# Shut up and train?



## Curt James (Jun 27, 2015)

Do you SHUT UP AND TRAIN? Or do you spend a certain amount of time at the gym socializing with friends?

Can you joke with your training partners while working out or do you save all that for _after _the gym?

How important is focus to your workouts?


----------



## theCaptn' (Jun 27, 2015)

A bit of chitchat but the training is more intense.


----------



## Zaphod (Jun 27, 2015)

I say "'mornin'" to a few people, that's it.  Otherwise they can fuck the fuck off.


----------



## dogsoldier (Jun 27, 2015)

Yep, just a "hi" and get to it.  No BS'ing around.


----------



## johnsonl3872 (Jun 28, 2015)

We play tickle fight and ass grabbing but other than that it is all focus 


Sent from my iPhone using Tapatalk


----------



## ALBOB (Jun 29, 2015)

Zaphod said:


> fuck the fuck off.



My name is ALBOB and I approve this message......................................you fucking fuckers.


----------



## maniclion (Jun 29, 2015)

http://youtu.be/Eisa5AZ20W0


----------



## CG (Jun 29, 2015)

I say hi to whoever is at the desk....and that's about it unless some fuckwit tries talking to me


----------



## Big Smoothy (Jun 30, 2015)

Curt James said:


> Do you SHUT UP AND TRAIN? Or do you spend a certain amount of time at the gym socializing with friends?

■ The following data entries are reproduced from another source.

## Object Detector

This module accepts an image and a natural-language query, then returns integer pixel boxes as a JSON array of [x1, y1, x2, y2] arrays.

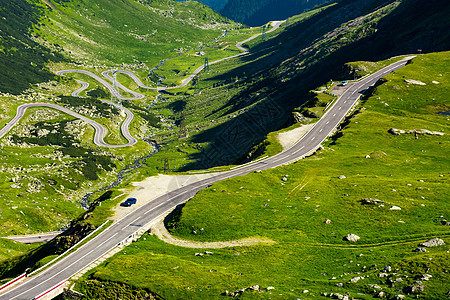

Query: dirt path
[[151, 216, 275, 249], [277, 124, 314, 150]]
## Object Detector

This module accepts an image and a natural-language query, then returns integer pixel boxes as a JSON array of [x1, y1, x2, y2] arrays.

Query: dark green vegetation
[[58, 96, 119, 118], [220, 0, 330, 26], [0, 0, 450, 292], [0, 191, 121, 278], [0, 0, 66, 95], [12, 119, 116, 180], [77, 52, 450, 299]]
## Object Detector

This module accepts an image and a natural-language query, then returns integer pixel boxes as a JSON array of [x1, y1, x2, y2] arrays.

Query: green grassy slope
[[77, 52, 450, 299], [170, 0, 450, 170], [36, 0, 236, 69], [0, 0, 65, 94]]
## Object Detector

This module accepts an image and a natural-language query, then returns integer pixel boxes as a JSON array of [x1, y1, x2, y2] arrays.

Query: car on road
[[120, 198, 137, 207]]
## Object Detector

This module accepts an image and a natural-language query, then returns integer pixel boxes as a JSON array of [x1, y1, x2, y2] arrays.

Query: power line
[[203, 57, 209, 72]]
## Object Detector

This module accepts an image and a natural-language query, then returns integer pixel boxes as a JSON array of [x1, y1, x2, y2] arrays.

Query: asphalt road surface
[[0, 21, 285, 148], [0, 58, 410, 300], [65, 21, 286, 92]]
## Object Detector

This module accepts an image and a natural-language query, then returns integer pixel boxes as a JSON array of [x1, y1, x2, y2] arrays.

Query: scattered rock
[[290, 112, 307, 124], [403, 281, 425, 294], [388, 128, 444, 136], [405, 79, 427, 85], [420, 274, 433, 281], [350, 276, 364, 283], [413, 247, 427, 252], [389, 205, 402, 210], [388, 128, 406, 135], [361, 198, 384, 205], [344, 233, 360, 242], [419, 238, 445, 248], [368, 284, 381, 290]]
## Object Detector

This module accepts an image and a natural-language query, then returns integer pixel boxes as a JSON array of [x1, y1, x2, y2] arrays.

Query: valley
[[0, 0, 450, 299]]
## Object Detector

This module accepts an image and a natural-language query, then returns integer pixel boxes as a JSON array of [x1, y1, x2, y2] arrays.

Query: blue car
[[120, 198, 137, 207]]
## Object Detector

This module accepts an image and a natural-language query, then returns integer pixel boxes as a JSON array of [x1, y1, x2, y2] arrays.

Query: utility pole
[[194, 73, 200, 94], [203, 57, 209, 72]]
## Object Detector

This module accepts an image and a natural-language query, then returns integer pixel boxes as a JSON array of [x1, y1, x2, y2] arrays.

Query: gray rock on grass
[[419, 238, 445, 248], [344, 233, 360, 242]]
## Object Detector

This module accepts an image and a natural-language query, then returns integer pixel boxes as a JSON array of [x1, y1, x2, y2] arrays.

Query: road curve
[[0, 100, 138, 148], [72, 80, 89, 98], [0, 58, 410, 300], [56, 70, 145, 100]]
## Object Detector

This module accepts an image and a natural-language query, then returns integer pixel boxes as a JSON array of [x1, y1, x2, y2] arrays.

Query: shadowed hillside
[[186, 0, 450, 169]]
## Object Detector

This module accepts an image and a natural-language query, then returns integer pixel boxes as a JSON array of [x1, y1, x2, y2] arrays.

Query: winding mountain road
[[0, 57, 411, 300], [0, 100, 138, 148], [0, 21, 285, 148]]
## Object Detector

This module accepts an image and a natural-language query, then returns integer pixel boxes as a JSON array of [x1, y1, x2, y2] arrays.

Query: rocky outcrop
[[343, 233, 360, 242]]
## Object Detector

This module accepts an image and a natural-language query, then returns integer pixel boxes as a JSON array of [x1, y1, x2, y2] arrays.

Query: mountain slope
[[76, 52, 450, 300], [181, 0, 450, 168], [220, 0, 328, 26], [0, 0, 232, 94], [0, 0, 65, 94]]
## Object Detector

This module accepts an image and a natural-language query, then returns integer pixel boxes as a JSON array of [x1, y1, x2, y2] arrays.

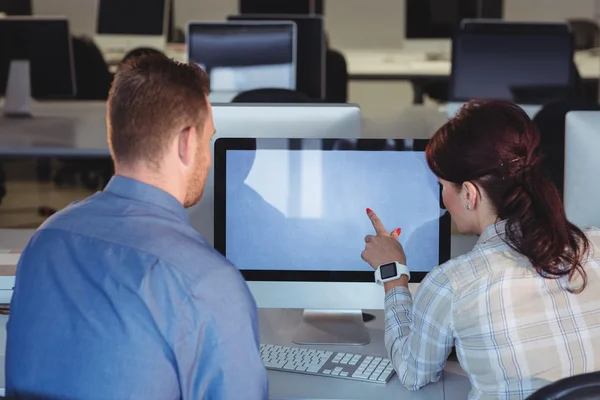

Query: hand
[[360, 208, 406, 269]]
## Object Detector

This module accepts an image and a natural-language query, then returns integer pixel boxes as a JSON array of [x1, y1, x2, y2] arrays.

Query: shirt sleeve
[[385, 267, 454, 390], [175, 266, 268, 400]]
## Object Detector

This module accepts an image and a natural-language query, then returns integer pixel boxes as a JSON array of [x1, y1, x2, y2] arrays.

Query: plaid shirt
[[385, 222, 600, 400]]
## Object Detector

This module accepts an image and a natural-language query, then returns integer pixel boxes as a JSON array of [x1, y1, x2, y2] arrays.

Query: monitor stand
[[292, 310, 371, 346], [4, 60, 32, 118]]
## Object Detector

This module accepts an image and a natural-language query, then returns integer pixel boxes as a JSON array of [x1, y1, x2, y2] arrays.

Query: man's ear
[[178, 127, 196, 166]]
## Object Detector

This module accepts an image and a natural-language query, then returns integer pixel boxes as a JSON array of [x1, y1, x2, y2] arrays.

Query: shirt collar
[[104, 175, 190, 224], [477, 220, 506, 245]]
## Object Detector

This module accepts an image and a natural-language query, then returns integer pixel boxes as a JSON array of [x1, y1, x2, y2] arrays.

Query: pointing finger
[[367, 208, 389, 236]]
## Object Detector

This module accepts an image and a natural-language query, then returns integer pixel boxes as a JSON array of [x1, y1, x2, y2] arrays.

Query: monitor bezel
[[214, 137, 451, 282], [448, 19, 575, 105]]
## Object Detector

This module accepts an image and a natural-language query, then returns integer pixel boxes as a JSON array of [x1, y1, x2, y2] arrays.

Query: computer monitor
[[238, 0, 324, 15], [449, 20, 576, 117], [187, 21, 296, 97], [214, 138, 450, 344], [563, 111, 600, 227], [404, 0, 503, 57], [0, 0, 33, 16], [227, 14, 326, 99], [189, 103, 362, 244], [0, 17, 76, 116], [94, 0, 171, 58]]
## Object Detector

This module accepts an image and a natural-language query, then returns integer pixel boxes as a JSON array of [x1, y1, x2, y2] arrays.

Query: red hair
[[426, 100, 589, 293]]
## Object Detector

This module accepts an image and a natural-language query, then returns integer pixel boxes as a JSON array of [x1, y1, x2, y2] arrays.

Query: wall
[[34, 0, 596, 49]]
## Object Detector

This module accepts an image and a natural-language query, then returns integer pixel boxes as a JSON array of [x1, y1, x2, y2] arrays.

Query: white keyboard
[[260, 344, 394, 384]]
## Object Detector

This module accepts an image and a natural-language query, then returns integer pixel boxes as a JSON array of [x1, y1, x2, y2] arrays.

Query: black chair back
[[527, 372, 600, 400], [231, 88, 313, 103]]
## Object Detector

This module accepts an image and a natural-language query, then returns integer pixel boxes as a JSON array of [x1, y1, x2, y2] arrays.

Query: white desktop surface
[[342, 49, 600, 80], [0, 229, 477, 400]]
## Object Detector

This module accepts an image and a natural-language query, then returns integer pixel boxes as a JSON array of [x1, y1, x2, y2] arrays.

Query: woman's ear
[[462, 182, 479, 210]]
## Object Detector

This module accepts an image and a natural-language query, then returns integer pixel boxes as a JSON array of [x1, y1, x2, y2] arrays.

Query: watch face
[[379, 263, 398, 279]]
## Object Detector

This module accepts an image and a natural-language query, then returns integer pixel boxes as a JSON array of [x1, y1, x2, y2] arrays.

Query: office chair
[[533, 99, 600, 198], [121, 47, 164, 62], [231, 88, 313, 103], [568, 19, 600, 50], [325, 49, 348, 104], [527, 372, 600, 400]]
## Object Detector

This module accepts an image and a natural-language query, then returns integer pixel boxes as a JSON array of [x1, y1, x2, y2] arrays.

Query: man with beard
[[6, 55, 267, 400]]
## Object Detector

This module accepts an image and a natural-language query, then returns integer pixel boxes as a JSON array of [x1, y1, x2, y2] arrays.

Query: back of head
[[427, 100, 589, 291], [107, 53, 209, 167]]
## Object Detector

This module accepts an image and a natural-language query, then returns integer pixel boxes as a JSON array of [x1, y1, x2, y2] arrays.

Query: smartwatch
[[375, 261, 410, 286]]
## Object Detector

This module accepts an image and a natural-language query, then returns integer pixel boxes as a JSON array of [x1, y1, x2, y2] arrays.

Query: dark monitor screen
[[239, 0, 324, 15], [188, 21, 296, 93], [449, 22, 574, 104], [96, 0, 171, 36], [214, 138, 450, 282], [227, 15, 325, 99], [0, 0, 33, 15], [404, 0, 503, 39], [0, 17, 75, 98]]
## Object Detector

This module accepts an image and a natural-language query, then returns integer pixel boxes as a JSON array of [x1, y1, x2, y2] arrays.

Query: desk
[[0, 229, 477, 400], [342, 49, 600, 104], [0, 309, 470, 400]]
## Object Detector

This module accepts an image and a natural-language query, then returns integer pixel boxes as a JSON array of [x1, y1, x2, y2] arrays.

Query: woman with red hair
[[362, 101, 600, 399]]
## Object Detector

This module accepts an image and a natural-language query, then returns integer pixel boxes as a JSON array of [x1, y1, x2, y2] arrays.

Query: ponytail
[[492, 166, 589, 293]]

I don't talk when I'm at the gym. Few fellas joke and laugh and bullshit. I ignore it. There is only so much time in a day. I want to use my time wisely. 



> Can you joke with your training partners while working out or do you save all that for _after _the gym?



I've only had a couple "training partners" in 23 years.

To each their own, but I've never understood why someone would want a "partner" except for spots and guys at the gym will spot you if you're a regular and you've seen them a lot. Even if you've seen them for the first time, people will spot you. 




> How important is focus to your workouts?



Focus and the mind muscle connection matters, IMO.


----------



## CG (Jun 30, 2015)

Big Smoothy said:


> I don't talk when I'm at the gym. Few fellas joke and laugh and bullshit. I ignore it. There is only so much time in a day. I want to use my time wisely.
> 
> 
> 
> ...



all of this^

I walk in hat on, hoodie up, headphones on and shut off the world


----------



## Barbell66 (Feb 6, 2016)

That's why I have the hoodie and the earphones in.  No need to say anything.  It speaks for itself.


----------



## FitnessFreak89 (Feb 6, 2016)

Right on buddy, being doing so all my life 


Sent from my iPhone using Tapatalk


----------